Tax breaks and subsidies dominate the headlines of economic development. Proponents regularly tout their successes. But the city of El Dorado recently found out that corporate welfare is not what it is cracked up to be.
The idle Therma-Flite plant and the lack of progress on the Union County Lumber Mill has left Mayor Frank Hash saying, "We hear all of these promises, and we end up with egg on our face."
While the intentions behind financial incentives may be good, the economics are not. Support for corporate welfare is often based on economic myths. In my forthcoming policy review from the Arkansas Center for Research in Economics, "Tax Breaks and Subsidies: Challenging the Arkansas Status Quo," I discuss and dismiss many of these myths.
Supporters argue that financial incentives spur economic activity. But evidence does not support this claim. In fact, 25 of 26 peer-reviewed academic studies performed since 1980 found that tax incentives had no clear positive impact on the local economy.
Handouts are not free. Corporate welfare requires tax hikes on those who do not receive financial incentives. For example, Clark County and Mississippi County have both increased sales taxes to finance economic development projects.
Furthermore, financial incentives are direct costs to the government's budget that reduce revenue for other functions. Issuing tax breaks and subsidies to firms that are going to expand or locate in Arkansas regardless of aid means that the state forgoes tax revenue that it would have otherwise received or sacrifices other potentially more productive uses of its tax dollars.
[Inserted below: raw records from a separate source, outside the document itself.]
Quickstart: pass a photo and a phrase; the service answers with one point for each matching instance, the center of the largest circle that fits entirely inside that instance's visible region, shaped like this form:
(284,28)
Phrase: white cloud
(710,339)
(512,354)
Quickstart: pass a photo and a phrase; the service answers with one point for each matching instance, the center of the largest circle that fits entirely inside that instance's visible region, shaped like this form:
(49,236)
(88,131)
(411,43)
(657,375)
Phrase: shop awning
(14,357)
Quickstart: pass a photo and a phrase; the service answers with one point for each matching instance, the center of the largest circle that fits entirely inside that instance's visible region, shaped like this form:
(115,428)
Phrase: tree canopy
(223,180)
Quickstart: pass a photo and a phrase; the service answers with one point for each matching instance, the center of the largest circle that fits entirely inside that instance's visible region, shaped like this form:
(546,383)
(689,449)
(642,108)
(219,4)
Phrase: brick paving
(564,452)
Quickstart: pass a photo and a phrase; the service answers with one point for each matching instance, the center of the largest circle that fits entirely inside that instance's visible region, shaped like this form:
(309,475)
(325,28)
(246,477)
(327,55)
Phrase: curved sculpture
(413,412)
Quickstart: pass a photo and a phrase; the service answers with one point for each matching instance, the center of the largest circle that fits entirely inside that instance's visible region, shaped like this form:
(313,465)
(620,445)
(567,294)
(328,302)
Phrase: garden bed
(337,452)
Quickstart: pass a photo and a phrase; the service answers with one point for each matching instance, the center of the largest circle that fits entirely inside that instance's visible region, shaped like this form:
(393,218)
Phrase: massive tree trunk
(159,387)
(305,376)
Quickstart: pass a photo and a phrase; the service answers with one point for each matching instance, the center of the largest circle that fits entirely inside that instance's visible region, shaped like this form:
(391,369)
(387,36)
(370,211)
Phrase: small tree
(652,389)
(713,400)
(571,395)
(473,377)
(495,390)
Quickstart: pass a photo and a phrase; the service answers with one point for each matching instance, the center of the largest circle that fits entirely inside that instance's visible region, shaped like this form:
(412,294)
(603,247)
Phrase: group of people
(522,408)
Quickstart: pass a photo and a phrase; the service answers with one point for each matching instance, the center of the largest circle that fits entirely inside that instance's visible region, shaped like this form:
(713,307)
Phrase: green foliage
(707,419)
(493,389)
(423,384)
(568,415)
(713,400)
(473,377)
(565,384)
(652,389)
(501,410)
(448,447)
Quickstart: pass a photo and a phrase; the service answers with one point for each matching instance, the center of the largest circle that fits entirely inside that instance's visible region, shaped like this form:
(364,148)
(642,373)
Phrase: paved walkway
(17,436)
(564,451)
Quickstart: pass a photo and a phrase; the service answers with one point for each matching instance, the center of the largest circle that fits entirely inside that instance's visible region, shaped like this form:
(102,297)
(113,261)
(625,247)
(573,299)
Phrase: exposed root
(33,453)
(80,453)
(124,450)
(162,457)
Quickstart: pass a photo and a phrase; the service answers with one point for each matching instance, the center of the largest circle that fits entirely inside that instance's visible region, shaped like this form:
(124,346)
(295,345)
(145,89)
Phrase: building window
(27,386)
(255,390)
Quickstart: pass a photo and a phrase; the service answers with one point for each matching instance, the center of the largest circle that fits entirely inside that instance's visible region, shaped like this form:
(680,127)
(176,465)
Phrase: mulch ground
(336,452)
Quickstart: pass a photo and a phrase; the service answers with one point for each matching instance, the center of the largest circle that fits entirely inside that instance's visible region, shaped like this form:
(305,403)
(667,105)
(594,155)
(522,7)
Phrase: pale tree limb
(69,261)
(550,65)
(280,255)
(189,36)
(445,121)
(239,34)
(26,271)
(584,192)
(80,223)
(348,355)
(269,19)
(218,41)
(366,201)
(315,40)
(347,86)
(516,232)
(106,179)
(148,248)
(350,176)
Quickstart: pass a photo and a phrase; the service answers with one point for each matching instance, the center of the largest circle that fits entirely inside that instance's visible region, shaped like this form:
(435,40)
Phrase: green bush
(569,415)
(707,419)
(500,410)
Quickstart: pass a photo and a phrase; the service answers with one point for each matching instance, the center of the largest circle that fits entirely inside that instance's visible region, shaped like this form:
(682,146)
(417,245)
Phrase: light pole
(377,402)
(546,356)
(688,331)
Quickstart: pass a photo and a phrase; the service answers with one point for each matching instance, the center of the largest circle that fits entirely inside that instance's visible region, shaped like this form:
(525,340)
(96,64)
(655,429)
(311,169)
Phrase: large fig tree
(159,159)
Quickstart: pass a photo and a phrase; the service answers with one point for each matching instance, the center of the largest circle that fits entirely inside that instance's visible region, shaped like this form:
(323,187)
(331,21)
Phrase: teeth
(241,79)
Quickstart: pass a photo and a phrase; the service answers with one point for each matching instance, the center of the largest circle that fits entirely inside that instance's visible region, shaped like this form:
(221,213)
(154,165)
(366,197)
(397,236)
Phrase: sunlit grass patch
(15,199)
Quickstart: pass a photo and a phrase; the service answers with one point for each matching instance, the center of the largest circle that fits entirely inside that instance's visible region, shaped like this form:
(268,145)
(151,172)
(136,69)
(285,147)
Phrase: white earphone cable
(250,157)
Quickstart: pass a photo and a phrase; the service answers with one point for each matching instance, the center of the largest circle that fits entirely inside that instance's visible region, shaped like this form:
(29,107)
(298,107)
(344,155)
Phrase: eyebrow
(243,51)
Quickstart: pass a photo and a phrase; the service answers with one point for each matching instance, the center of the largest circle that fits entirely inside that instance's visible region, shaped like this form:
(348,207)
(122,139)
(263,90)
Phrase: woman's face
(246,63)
When incentives are not the deciding factor in where a firm chooses to locate or expand, they become merely a taxpayer-funded giveaway to politically favored firms.
Two examples clearly show that Arkansas is not immune to the costs of corporate welfare. A 2016 report in the Arkansas Democrat-Gazette revealed that both Bad Boy Mowers of Batesville and Alabama-based Peco Foods in Independence County would have expanded regardless of financial incentives. Arkansas clearly lost revenue by issuing this unnecessary corporate welfare.
How many other companies did not need the incentives they received?
Another false belief is that financial incentives allow government officials to "steer" the economy in a "better" direction. This argument assumes that a government bureaucrat is better at allocating resources than the market. But there is no omniscient wizard who knows exactly what kind of widgets need to be made, how many should be produced, where they need to be sold, and at what price. Rather, people have specific, local knowledge about a business or industry, and their potential to earn a profit motivates them to react to market signals.
Government officials lack this knowledge and this motivation, making them too far removed from market signals to behave in the same manner as incentivized individuals. Government interventions interfere with the market signals that coordinate activity in our economy.
Finally, financial incentives do not benefit taxpayers. Subsidies and tax breaks increase risk to taxpayers because they encourage bureaucrats and business people to engage in activities that they otherwise would not. Put more simply, people tend to take more risks when using someone else's money. Politicians are willing to provide incentives to riskier ventures because they are using taxpayer money, not their own paychecks.
This means that a failed project, such as Nordex in Jonesboro, does not lead to a loss for government officials, but for taxpayers. If people have good business ideas, private money will invest.
Allowing myths to dictate public policy puts Arkansas on a dangerous path. Issuing tax breaks and subsidies despite empirical evidence of their harms will not improve the state's economy.
Instead, the state should focus on reducing its regionally worst state and local tax burden and simplifying its complex and out-of-date tax code.
Changes such as lowering sales-tax rates by getting rid of special interest carve-outs, reducing the number of corporate tax brackets, and removing antiquated manufacturing taxes are not flashy headlines. But they are simple steps toward a faster growing Arkansas economy.
Jacob Bundrick is a policy analyst with the Arkansas Center for Research in Economics (ACRE) at the University of Central Arkansas. He is the author of "Tax Breaks and Subsidies: Challenging the Arkansas Status Quo."